One of the most common methods used to evaluate a Steak ‘n Shake franchise business is the Multiples approach. This method involves comparing the financial metrics of the franchisee with those of similar businesses that have recently sold. By analyzing these ratios, a multiple is derived which is then multiplied by the franchisee’s annual revenue or EBITDA (earnings before interest, taxes, depreciation and amortization) to arrive at a potential valuation.Benefits:

  • This approach is straightforward and relatively easy for business owners and buyers to understand.
  • It is a widely used method in the fast food franchise industry and therefore provides benchmarks for benchmarking and comparison making.
  • The multiple approach can be used for both profitable and unprofitable businesses.

The inconvenients:

  • The multiple approach lacks precision because it relies on assumptions and estimates of key financial measures
  • Because the data used to calculate the multiples may not be readily available or may not be entirely relevant, the valuation derived may not accurately represent the value of the franchisee.
  • It may not take into account intangible assets such as a loyal customer base or a unique brand strategy, which could affect the value of the company.

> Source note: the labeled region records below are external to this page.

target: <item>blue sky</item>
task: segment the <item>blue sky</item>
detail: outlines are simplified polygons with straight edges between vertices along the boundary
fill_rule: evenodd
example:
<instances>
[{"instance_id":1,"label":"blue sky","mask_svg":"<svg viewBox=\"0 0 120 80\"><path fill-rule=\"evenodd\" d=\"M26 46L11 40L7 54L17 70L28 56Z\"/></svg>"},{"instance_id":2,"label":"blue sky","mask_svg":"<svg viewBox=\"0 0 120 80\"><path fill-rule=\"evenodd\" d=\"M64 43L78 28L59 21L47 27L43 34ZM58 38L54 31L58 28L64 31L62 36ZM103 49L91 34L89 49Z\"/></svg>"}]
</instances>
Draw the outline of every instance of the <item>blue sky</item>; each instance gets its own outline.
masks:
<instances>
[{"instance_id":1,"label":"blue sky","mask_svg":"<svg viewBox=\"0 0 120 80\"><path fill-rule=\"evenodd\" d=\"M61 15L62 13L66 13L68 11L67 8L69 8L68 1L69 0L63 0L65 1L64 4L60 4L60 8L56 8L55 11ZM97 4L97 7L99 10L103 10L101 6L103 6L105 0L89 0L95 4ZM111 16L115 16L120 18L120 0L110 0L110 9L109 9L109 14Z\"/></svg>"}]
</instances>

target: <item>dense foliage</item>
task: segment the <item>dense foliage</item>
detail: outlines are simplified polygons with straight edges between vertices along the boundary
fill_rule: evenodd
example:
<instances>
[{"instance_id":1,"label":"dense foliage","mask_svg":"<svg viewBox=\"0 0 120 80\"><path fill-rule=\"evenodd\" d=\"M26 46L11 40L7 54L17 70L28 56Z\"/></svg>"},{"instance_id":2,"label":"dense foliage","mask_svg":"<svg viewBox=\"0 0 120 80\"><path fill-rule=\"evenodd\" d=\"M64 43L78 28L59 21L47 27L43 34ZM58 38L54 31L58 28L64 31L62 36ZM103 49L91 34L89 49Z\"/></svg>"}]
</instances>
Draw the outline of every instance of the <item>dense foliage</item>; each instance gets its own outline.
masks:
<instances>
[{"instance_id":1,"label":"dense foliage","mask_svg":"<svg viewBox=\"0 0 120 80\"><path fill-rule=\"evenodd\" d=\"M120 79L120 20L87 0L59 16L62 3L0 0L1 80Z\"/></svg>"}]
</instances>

For example, consider the case of a Steak ‘n Shake franchisee that has annual sales of million and an EBITDA of 0,000. Suppose a similar franchise that recently sold out had a multiple of 3.5. Applying the same multiple to our franchisee, the potential valuation would be 5,000 (3.5 * 0,000). When using the multiple approach, it is important to consider factors such as location, competition, and overall market conditions that could affect valuation. Proper analysis and interpretation of multiple reports will help arrive at a more accurate assessment of the STEAK ‘n Shake Worth Franchisee.


Valuing a Steak ‘n Shake franchise business is a critical process that requires careful analysis and consideration of several factors. By evaluating financial performance, brand recognition, management capabilities, and franchise agreements, you can determine the value of a franchise business. Additionally, the use of various valuation methods, including the income approach, market approach, asset-based approach, discounted cash flow approach, and multiple approach, can provide a comprehensive assessment of a franchise business. With this knowledge, you can make an informed investment decision and potentially grow a successful business.

READ:  Capture Your Subway Franchise Success: Proven Sales and Profitability Strategies!